Great. See pic. Would the 796 work for the gaps shown? The blue arrow is the rural where I had to scrape all the old and hard caulk. The red arrow is the toe rail where joins the deck.
I think I had some minor leaking in my teak toerail cap. The proper way to fix it is to remove the cap, and countersink the holes in the fiberglass, and re-seal the fasteners with something like Lifecaulk, Sikaflex, or 3M 4200.
Instead, I flooded the seam between toe rail and glass with Captain Tolley's Creeping Crack Cure. I only did this because I plan to replace the toe rails, in which case I'm going to have to drill new holes in the new toe rail, hopefully lining up with existing holes in glass, or maybe fill in the existing holes and start over fresh again.

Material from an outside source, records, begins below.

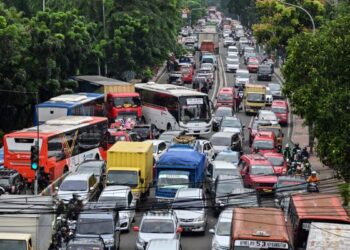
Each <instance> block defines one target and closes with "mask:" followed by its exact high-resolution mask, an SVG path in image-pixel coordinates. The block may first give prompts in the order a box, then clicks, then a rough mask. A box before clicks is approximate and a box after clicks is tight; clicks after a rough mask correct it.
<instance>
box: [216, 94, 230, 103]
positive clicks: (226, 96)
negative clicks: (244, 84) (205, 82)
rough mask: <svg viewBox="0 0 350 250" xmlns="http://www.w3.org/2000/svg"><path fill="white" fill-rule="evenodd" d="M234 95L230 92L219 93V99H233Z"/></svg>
mask: <svg viewBox="0 0 350 250" xmlns="http://www.w3.org/2000/svg"><path fill="white" fill-rule="evenodd" d="M232 100H233V96H232V95H229V94H219V95H218V101H232Z"/></svg>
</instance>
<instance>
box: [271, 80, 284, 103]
mask: <svg viewBox="0 0 350 250" xmlns="http://www.w3.org/2000/svg"><path fill="white" fill-rule="evenodd" d="M267 87H269V88H270V91H271V95H272V99H273V100H280V99H283V96H282V89H281V85H280V84H278V83H273V82H271V83H269V84H267Z"/></svg>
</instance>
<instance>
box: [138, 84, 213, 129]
mask: <svg viewBox="0 0 350 250" xmlns="http://www.w3.org/2000/svg"><path fill="white" fill-rule="evenodd" d="M135 89H136V92H138V93H139V94H140V96H141V101H142V106H143V107H142V113H143V118H142V120H143V121H144V122H146V123H153V124H154V125H155V126H156V127H157V128H158V129H160V130H183V131H185V132H186V133H187V134H191V135H203V134H209V133H210V132H212V123H213V119H212V110H213V104H212V102H211V101H210V100H209V98H208V95H207V94H205V93H201V92H197V91H195V90H193V89H189V88H186V87H183V86H175V85H171V84H157V83H153V82H149V83H140V84H136V85H135Z"/></svg>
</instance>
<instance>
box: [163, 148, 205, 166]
mask: <svg viewBox="0 0 350 250" xmlns="http://www.w3.org/2000/svg"><path fill="white" fill-rule="evenodd" d="M203 162H205V156H204V155H203V154H201V153H199V152H197V151H195V150H188V151H186V150H178V151H168V152H166V153H165V154H163V155H162V156H161V157H160V159H159V161H158V163H157V165H159V166H193V167H195V166H198V165H199V164H203Z"/></svg>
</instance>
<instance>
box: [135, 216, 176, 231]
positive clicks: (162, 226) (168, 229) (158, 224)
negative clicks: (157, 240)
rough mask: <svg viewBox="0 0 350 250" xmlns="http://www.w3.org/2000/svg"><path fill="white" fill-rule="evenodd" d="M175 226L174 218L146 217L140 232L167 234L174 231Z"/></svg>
mask: <svg viewBox="0 0 350 250" xmlns="http://www.w3.org/2000/svg"><path fill="white" fill-rule="evenodd" d="M174 231H175V227H174V222H173V221H172V220H164V219H162V220H155V219H154V220H153V219H145V220H143V222H142V225H141V229H140V232H141V233H157V234H160V233H162V234H166V233H174Z"/></svg>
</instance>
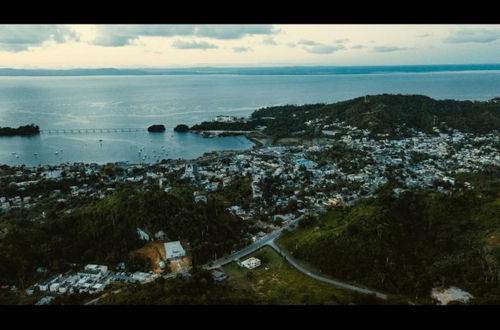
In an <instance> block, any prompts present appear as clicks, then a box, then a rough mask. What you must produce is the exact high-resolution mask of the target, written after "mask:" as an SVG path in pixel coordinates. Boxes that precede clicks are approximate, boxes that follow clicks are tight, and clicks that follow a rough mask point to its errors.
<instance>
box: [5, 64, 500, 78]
mask: <svg viewBox="0 0 500 330" xmlns="http://www.w3.org/2000/svg"><path fill="white" fill-rule="evenodd" d="M490 70H500V63H499V64H446V65H391V66H389V65H388V66H282V67H223V68H221V67H219V68H215V67H196V68H163V69H162V68H147V69H144V68H137V69H116V68H99V69H67V70H55V69H54V70H51V69H13V68H0V76H119V75H137V76H141V75H210V74H217V75H220V74H230V75H336V74H373V73H425V72H453V71H490Z"/></svg>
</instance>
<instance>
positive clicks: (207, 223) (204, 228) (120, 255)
mask: <svg viewBox="0 0 500 330" xmlns="http://www.w3.org/2000/svg"><path fill="white" fill-rule="evenodd" d="M192 196H193V195H192V191H190V190H188V189H181V188H179V189H174V190H173V191H172V192H171V193H165V192H164V191H161V190H154V191H148V192H141V193H140V192H136V191H134V190H131V189H127V188H123V189H120V190H119V191H117V192H116V193H115V194H114V195H113V196H111V197H109V198H104V199H102V200H99V201H95V202H91V203H86V204H85V205H84V206H81V207H77V208H76V209H73V210H72V212H55V211H54V212H47V216H46V218H45V219H40V217H39V216H38V218H37V219H35V221H32V220H30V218H33V214H32V213H33V212H34V211H26V213H24V214H20V213H14V214H12V215H2V216H1V217H0V231H2V232H7V234H6V235H3V236H2V237H1V238H0V283H2V284H16V285H17V286H18V287H20V288H23V287H26V286H27V285H28V284H30V283H31V282H32V281H33V280H34V279H36V276H37V274H36V271H35V270H36V268H37V267H40V266H43V267H47V268H48V269H49V270H51V271H54V272H62V271H66V270H68V269H70V265H71V264H73V263H75V264H80V265H81V264H86V263H103V264H107V265H110V266H114V265H116V264H117V263H119V262H122V261H125V262H128V263H129V264H131V263H136V260H134V258H133V256H132V255H131V254H130V252H132V251H133V250H135V249H138V248H140V247H142V246H143V245H144V241H140V240H139V237H138V235H137V228H141V229H142V230H144V231H146V232H148V233H151V234H154V233H155V232H157V231H159V230H163V231H164V232H165V233H167V236H168V239H169V240H181V241H183V242H187V244H188V247H189V248H190V252H191V255H192V261H193V264H194V265H200V264H203V263H205V262H207V261H208V260H211V259H214V258H218V257H221V256H222V255H224V254H225V253H229V252H230V251H231V250H232V249H234V248H236V247H239V246H242V245H245V243H246V241H245V239H244V237H243V233H244V231H245V230H244V229H245V226H246V225H245V223H244V222H242V221H241V220H240V219H239V218H237V217H235V216H233V215H231V214H230V213H228V212H227V211H226V210H225V208H224V205H222V204H221V203H219V202H217V201H216V200H212V199H209V200H208V203H207V204H205V203H195V202H194V201H193V197H192ZM29 212H31V213H29ZM6 229H7V230H6Z"/></svg>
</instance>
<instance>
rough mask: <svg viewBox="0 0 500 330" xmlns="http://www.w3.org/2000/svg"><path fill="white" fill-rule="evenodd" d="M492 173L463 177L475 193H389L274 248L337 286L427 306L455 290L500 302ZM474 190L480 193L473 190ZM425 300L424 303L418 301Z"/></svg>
mask: <svg viewBox="0 0 500 330" xmlns="http://www.w3.org/2000/svg"><path fill="white" fill-rule="evenodd" d="M499 177H500V176H499V173H498V171H496V172H490V173H480V174H477V175H473V174H466V175H465V176H464V178H461V179H460V180H464V179H465V180H470V181H471V182H474V184H476V186H478V188H480V189H479V190H477V191H468V190H464V191H457V192H454V193H452V194H437V193H436V192H433V191H429V190H427V191H420V192H405V193H402V194H401V195H399V196H395V195H393V193H392V191H393V190H392V188H393V187H392V186H391V184H390V183H389V184H387V185H385V186H384V187H382V188H381V189H380V191H379V192H378V195H377V197H375V198H371V199H367V200H361V201H359V202H357V203H356V204H355V205H354V206H352V207H346V208H343V209H342V208H336V209H335V210H332V211H330V212H329V213H328V214H326V215H324V216H321V217H320V218H309V219H308V220H307V221H304V222H303V223H302V224H301V227H302V228H301V229H299V230H297V231H294V232H289V233H286V234H285V235H284V237H282V238H281V239H280V242H281V243H280V244H282V245H283V246H284V247H285V248H287V249H288V250H290V251H291V253H292V254H293V255H294V256H295V257H297V258H298V259H302V260H305V261H307V262H310V263H311V264H313V265H315V266H316V267H318V269H320V270H321V271H323V272H325V273H328V274H331V275H332V276H335V277H337V278H339V279H344V280H348V281H352V282H356V283H361V284H364V285H367V286H369V287H372V288H377V289H380V290H384V291H386V292H388V293H394V294H404V295H407V296H408V297H410V298H411V299H414V298H415V299H420V301H421V302H427V303H430V301H429V300H428V299H430V298H429V295H430V291H431V289H432V288H433V287H435V286H451V285H452V286H458V287H459V288H461V289H464V290H466V291H468V292H470V293H471V294H472V295H473V296H474V297H476V298H475V300H474V301H475V302H476V303H495V304H497V303H500V277H499V273H500V236H499V234H500V196H499V193H498V192H499V188H500V180H499V179H498V178H499ZM481 188H482V189H481ZM426 299H427V300H426Z"/></svg>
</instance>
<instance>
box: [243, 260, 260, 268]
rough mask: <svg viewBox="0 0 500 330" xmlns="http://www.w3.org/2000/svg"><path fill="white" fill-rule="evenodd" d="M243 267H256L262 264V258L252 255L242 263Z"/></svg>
mask: <svg viewBox="0 0 500 330" xmlns="http://www.w3.org/2000/svg"><path fill="white" fill-rule="evenodd" d="M241 265H242V266H243V267H246V268H248V269H254V268H257V267H259V266H260V259H257V258H254V257H251V258H248V259H247V260H245V261H243V262H242V263H241Z"/></svg>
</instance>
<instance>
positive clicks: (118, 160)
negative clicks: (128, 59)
mask: <svg viewBox="0 0 500 330" xmlns="http://www.w3.org/2000/svg"><path fill="white" fill-rule="evenodd" d="M498 86H500V71H487V72H479V71H478V72H439V73H397V74H395V73H392V74H357V75H348V74H347V75H329V76H279V75H273V76H243V75H210V76H196V75H188V76H182V75H172V76H91V77H0V126H10V127H18V126H21V125H26V124H30V123H35V124H37V125H39V126H40V128H41V129H50V128H52V129H77V128H92V129H95V128H143V129H144V128H146V127H148V126H150V125H152V124H163V125H165V126H166V127H167V131H166V132H165V133H164V134H159V135H155V134H148V133H147V132H135V133H81V134H60V135H56V134H52V135H50V134H42V135H40V136H37V137H0V164H1V163H5V164H26V165H31V166H32V165H38V164H57V163H61V162H96V163H105V162H115V161H130V162H142V161H144V162H154V161H155V160H157V159H161V158H188V159H190V158H195V157H198V156H200V155H202V154H203V153H204V152H207V151H212V150H223V149H245V148H249V147H251V146H252V145H253V144H252V143H251V142H249V141H248V140H246V139H245V138H243V137H225V138H210V139H206V138H202V137H200V136H198V135H195V134H177V133H174V132H173V131H172V129H173V127H175V126H176V125H177V124H181V123H182V124H187V125H189V126H191V125H193V124H196V123H199V122H202V121H206V120H211V119H212V118H213V117H215V116H216V115H224V114H225V115H233V116H248V115H250V114H251V113H252V111H253V110H255V109H258V108H261V107H264V106H273V105H283V104H306V103H320V102H324V103H331V102H338V101H342V100H347V99H351V98H354V97H358V96H362V95H366V94H381V93H401V94H423V95H427V96H430V97H433V98H437V99H447V98H451V99H458V100H489V99H491V98H493V97H496V96H498ZM100 139H102V142H101V143H100V142H99V140H100ZM139 151H141V152H139Z"/></svg>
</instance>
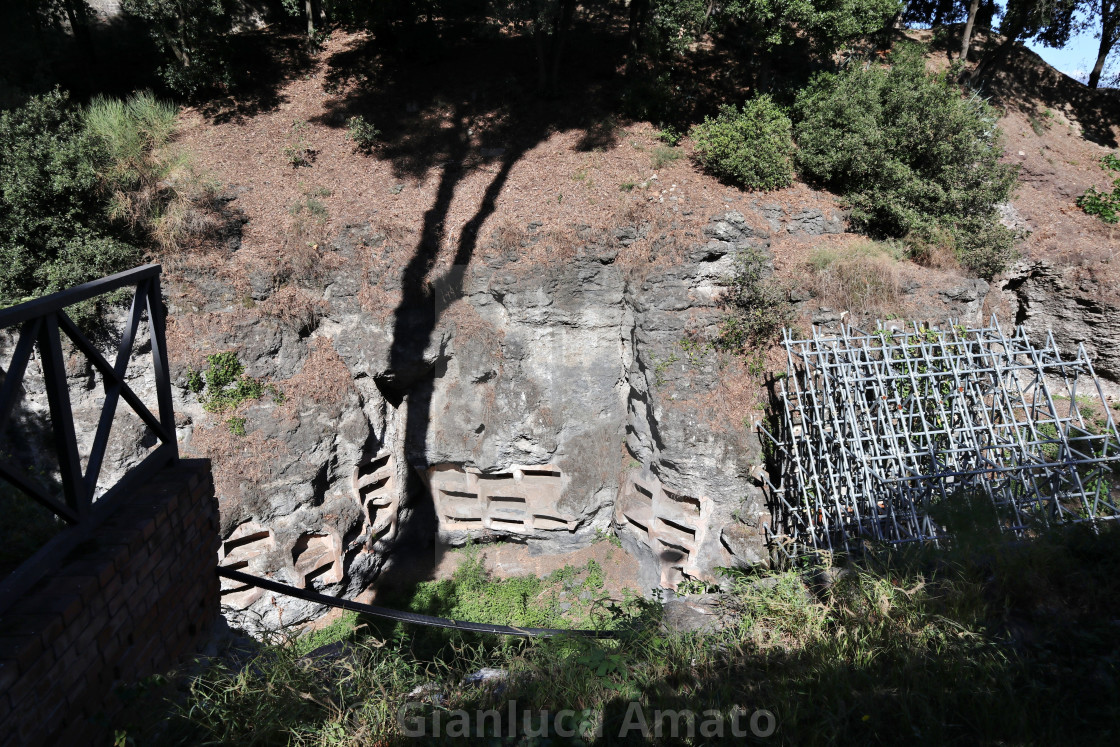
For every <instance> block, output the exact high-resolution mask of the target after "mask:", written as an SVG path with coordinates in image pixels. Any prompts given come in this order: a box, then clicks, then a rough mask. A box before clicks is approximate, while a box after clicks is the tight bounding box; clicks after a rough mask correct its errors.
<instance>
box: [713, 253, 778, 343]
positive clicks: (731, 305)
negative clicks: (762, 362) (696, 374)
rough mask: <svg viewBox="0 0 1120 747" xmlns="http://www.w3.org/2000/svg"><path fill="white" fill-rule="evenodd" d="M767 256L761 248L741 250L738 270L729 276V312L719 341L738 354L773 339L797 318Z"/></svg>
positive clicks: (728, 288)
mask: <svg viewBox="0 0 1120 747" xmlns="http://www.w3.org/2000/svg"><path fill="white" fill-rule="evenodd" d="M768 270H769V262H768V259H767V256H766V255H765V254H764V253H763V252H762V251H760V250H757V249H754V248H748V249H744V250H741V251H739V253H738V254H737V255H736V260H735V274H734V276H731V277H730V278H726V279H725V283H726V284H727V288H728V292H727V295H726V296H725V298H724V304H725V306H726V307H727V310H728V314H727V316H726V317H725V318H724V324H722V325H721V327H720V333H719V340H718V345H719V347H721V348H722V349H725V351H729V352H731V353H736V354H746V353H750V352H752V351H753V349H755V348H757V347H759V346H764V345H766V344H768V343H769V342H772V340H773V339H774V338H775V337H776V336H777V334H778V332H780V330H781V329H782V327H784V326H785V325H787V324H790V321H791V320H792V319H793V306H792V304H790V300H788V297H787V293H786V292H785V290H784V289H783V288H782V287H781V286H778V284H777V282H775V281H774V280H773V278H772V277H771V273H769V271H768Z"/></svg>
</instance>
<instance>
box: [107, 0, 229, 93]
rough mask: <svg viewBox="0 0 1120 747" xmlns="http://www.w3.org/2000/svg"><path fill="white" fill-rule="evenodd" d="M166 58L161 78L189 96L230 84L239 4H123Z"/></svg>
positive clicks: (162, 3) (191, 3) (171, 85)
mask: <svg viewBox="0 0 1120 747" xmlns="http://www.w3.org/2000/svg"><path fill="white" fill-rule="evenodd" d="M121 10H122V12H124V15H125V16H130V17H132V18H136V19H139V20H140V21H141V24H142V25H143V26H146V27H147V30H148V32H149V34H150V35H151V38H152V40H153V41H155V43H156V46H157V47H159V50H160V52H161V53H162V55H164V58H165V64H164V65H161V66H160V68H159V75H160V77H161V78H162V80H164V83H166V84H167V87H168V88H170V90H171V91H175V92H176V93H179V94H181V95H184V96H188V97H194V96H197V95H198V94H199V93H200V92H203V91H206V90H211V88H215V87H220V86H224V85H228V84H230V83H231V82H232V78H231V75H230V66H228V62H227V57H228V52H230V38H231V35H230V31H231V29H232V27H233V17H234V3H233V2H231V0H122V1H121Z"/></svg>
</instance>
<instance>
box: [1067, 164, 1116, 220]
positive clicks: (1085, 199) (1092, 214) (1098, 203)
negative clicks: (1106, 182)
mask: <svg viewBox="0 0 1120 747" xmlns="http://www.w3.org/2000/svg"><path fill="white" fill-rule="evenodd" d="M1101 168H1103V169H1104V170H1107V171H1120V158H1117V156H1116V155H1114V153H1109V155H1108V156H1105V157H1104V158H1102V159H1101ZM1077 207H1080V208H1081V209H1083V211H1085V213H1088V214H1089V215H1095V216H1096V217H1099V218H1100V220H1102V221H1104V222H1105V223H1108V224H1113V223H1117V222H1120V176H1118V177H1117V178H1116V179H1113V180H1112V192H1100V190H1098V189H1096V187H1090V188H1089V189H1088V190H1085V194H1084V195H1082V196H1081V197H1079V198H1077Z"/></svg>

As for behind the rub rail, if you are truly leaking behind the rub rail, you'd need to remove the black insert, then unscrew the white channel, and reseal behind that. Pretty sure the hull to deck seam on O'days is like a shoebox construction, which is fairly leak resistant. I imagine those fasteners might need a touch of sealant over the years. (For example, the Precision line of boats uses a sandwich construction with a lip that is sealed with 3M 5200 and then through bolted or riveted, and then the rub rail goes over the lip. I know of Precision owners who have had to remove the rub rail, dig out sealant, and trowel new 5200 in the seam.)
The ONLY place you use 795 or other silicone sealant is for Beckson deck plates/hatches ('cos that's what Beckson specifies) and plexiglass fixed portlights (windows.) No where else does silicone go on a boat, because it will contaminate the gelcoat, and nothing will ever stick to that area again, until you physically remove the contaminated surface (eg. sanding.)